Las organizaciones son seres vivos, tienen muchos intereses, tradiciones, costumbres, a esto le llamamos una estructura de poder, si no cambiamos la estructura, no podremos lograr que la organización realmente cambie. En LyF todos los empleados y especialmente, los líderes, tenderían a defender sus recursos, sus presupuestos, sus privilegios, sus canonjías, etc. sería tremendamente difícil e inclusive legalmente muy complicado, el lograr un cambio cuando en el pasado han mantenido la balanza siempre hacia su beneficio.

Se requeriría hacer cambios en la estructura de manera que se enfocara hacia la nueva Misión con mayor efectividad, calidad de servicio, productividad. Han comentado los analistas que la organización actual de LyF, de cerca de 40,000 personas (incluye un porcentaje alto de jubilados) maneja un sistema que podría lograr administrarse con menos de 8,000 empleados, o sea, un 20 % del actual, que además tienen condiciones de compensación extraordinariamente altas y altos beneficios laborales. Cambiar esto además tiene limitantes legales y políticos.

Por último, es indispensable cambiar el sistema de incentivos y compensación, de acuerdo a la nueva Misión y a la nueva estructura, los seres humanos son seres inteligentes, siempre buscarán lo que es mejor para ellos, si no incluimos un nuevo sistema de  recompensas que refuerce el comportamiento y los objetivos y resultados que deseamos, difícilmente se conseguirá el cambio. En el caso de LyF, tienen un sistema de remuneración excesivo comparativamente con el mercado, sus prestaciones son más del doble de las de ley, sus años para jubilarse son muy bajos, por un lado, sería legalmente y políticamente imposible reducirlos, y mejorarlos sería empeorar el problema.

Con este breve análisis, podemos concluir que el rejuvenecer a una organización como LyF sería prácticamente inviable, por lo que la solución de liquidación fue la más atinada.

Ya muchos analistas han expresado las razones de por qué es una buena decisión y como es que se dio, en un momento muy oportuno, donde se abrió una ventana de oportunidad, se tuvo la capacidad de decisión y se planeó todo correctamente, debemos una felicitación por el excelente manejo al  Lic. Felipe Calderón y su gabinete por la efectividad, buen manejo, oportunidad y buena comunicación pública, esperamos que sea el inicio de un periodo de mucho mayor asertividad  en su gobierno y cuenta con el apoyo de muchos de nosotros. Además, sin duda las necesidades de liberar recursos para el presupuesto 2010 y la crisis apoyaron la decisión, benditas crisis que provoquen oportunidades de cambios positivos.

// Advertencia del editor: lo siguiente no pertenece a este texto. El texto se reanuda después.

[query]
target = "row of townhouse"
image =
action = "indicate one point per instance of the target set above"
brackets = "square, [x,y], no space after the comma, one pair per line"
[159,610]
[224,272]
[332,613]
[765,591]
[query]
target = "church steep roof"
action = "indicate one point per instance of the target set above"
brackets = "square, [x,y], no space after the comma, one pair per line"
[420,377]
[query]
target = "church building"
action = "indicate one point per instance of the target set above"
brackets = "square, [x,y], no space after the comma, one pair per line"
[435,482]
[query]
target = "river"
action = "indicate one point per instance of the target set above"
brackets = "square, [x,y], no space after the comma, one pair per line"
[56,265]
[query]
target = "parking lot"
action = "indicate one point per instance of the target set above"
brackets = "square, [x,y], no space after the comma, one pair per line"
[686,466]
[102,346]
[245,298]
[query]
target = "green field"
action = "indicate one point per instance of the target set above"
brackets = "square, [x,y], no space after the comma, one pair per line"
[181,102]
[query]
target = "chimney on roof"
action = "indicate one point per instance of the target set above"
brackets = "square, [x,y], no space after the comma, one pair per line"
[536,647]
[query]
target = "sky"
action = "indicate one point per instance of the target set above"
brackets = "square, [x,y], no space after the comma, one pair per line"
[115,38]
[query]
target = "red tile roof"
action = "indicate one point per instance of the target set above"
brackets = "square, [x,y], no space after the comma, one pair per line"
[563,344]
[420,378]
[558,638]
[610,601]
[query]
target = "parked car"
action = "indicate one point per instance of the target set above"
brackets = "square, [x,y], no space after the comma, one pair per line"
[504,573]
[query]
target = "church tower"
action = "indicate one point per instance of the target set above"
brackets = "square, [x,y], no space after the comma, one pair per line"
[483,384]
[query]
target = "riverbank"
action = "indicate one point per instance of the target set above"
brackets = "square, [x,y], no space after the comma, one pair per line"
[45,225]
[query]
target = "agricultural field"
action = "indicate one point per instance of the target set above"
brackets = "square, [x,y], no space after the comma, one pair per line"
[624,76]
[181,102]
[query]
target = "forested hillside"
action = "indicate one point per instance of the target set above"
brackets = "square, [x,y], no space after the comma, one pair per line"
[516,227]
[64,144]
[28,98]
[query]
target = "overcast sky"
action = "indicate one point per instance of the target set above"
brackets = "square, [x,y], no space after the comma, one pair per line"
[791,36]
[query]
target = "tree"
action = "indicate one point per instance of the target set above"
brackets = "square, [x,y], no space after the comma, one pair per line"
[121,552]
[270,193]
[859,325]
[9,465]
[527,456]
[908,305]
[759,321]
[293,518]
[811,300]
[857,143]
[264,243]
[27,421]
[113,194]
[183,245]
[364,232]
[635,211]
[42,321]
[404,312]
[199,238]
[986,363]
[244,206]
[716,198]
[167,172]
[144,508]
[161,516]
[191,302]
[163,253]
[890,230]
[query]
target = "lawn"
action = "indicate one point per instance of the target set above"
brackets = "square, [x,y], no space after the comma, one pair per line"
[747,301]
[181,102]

Un último comentario al respecto, La Compañía Federal de Electricidad, CFE, es tres veces más eficiente y tiene mayor efectividad, pero no es tampoco la empresa ideal. Siendo un monopolio del gobierno, tiene un sindicato también duro y que tiene “logros sindicales” que hacen la operación de la empresa también muy costosa, sin llegar a la ineficiencia de LyF, por lo que no es la solución ideal unir las dos empresas.

Mi razonamiento es el siguiente, si los empleados de LyF van a recibir una generosa liquidación, muy superior a ley, de alrededor de 2.5 años de servicios, creo que sería propicio el formar una nueva empresa, que compita con CFE, con prestaciones y costos más competitivos, cercanos a las empresas privadas y establecer las medidas más adecuadas, para que se beneficie más la productividad y calidad de servicio. Con los aspectos comentados, una nueva Misión, estructura y sistema de incentivos apropiados que promovería un cambio cultural en las empresas públicas del país.

Estos comentarios son personales y seguramente habrá quienes puedan diferir, pero la diversidad es lo que logra mejores decisiones.